9. “Enough Said” (Nicole Holofcener)The best romantic comedy of the year, starring Julia Louis-Dreyfus and a gently magnetic James Gandolfini as middle-aged divorcees who tiptoe into a relationship, gets off to an inauspicious start before blossoming into something unexpectedly sharp and soulful. Holofcener transcends the predictable misunderstandings and coincidences of the plot with the precision of her dialogue and the richness of her insights into loneliness and letting go – of children, exes, illusions, pride and anxieties about ourselves and others.

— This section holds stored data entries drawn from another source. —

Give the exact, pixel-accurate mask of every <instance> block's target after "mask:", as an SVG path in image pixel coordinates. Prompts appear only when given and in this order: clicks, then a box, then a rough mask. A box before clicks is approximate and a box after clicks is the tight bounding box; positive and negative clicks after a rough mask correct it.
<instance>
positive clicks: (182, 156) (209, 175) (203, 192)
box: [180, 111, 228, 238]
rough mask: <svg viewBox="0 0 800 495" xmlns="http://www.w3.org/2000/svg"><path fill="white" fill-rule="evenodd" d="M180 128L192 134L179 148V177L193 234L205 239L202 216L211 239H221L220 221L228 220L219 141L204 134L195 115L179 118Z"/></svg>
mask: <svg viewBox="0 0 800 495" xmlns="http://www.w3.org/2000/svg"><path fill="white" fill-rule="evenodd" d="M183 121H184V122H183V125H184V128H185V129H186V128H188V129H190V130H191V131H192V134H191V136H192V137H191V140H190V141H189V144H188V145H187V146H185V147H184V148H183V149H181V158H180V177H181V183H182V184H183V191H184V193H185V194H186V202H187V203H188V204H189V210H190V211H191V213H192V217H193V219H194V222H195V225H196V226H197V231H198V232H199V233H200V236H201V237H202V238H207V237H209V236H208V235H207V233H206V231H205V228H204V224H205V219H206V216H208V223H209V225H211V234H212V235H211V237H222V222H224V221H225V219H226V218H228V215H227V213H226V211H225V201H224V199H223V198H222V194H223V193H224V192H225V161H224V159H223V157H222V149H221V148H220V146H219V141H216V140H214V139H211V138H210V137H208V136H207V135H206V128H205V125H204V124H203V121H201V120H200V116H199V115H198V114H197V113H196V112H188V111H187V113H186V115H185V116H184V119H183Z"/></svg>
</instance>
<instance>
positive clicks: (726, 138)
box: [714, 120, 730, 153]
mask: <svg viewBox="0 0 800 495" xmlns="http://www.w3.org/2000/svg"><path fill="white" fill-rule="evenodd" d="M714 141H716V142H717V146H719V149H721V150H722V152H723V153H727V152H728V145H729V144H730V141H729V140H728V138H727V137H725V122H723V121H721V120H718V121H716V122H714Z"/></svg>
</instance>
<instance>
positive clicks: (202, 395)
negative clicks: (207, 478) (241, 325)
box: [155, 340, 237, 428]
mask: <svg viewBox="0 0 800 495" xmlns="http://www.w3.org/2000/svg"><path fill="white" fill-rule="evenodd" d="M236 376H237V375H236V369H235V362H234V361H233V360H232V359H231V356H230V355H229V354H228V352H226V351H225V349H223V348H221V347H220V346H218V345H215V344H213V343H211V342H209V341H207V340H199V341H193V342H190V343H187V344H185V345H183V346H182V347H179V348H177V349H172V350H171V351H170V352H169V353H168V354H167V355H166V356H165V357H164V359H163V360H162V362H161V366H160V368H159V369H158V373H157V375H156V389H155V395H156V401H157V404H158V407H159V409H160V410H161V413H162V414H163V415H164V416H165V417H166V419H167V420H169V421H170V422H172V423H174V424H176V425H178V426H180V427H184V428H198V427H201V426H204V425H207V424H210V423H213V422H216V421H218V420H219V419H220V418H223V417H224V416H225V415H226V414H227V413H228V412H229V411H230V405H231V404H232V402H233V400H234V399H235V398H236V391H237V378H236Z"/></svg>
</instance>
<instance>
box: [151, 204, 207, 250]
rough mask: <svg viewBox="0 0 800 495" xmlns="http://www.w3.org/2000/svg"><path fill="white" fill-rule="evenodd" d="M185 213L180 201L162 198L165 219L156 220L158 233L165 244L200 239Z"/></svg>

10. “At Berkeley” (Frederick Wiseman)
The four-hour running time is intimidating, but Wiseman’s documentary provides a fascinating look at the triumphs, troubles and contradictions at the heart of America’s best public university. Without voiceover or talking heads, the director offers fly-on-the-wall access to various facets of campus life -- from Thoreau seminars to lectures on cancer, dance recitals to football games, meetings presided over by the chancellor to workers laying cement – culminating in a student protest that’s the most gripping climax in any film this year.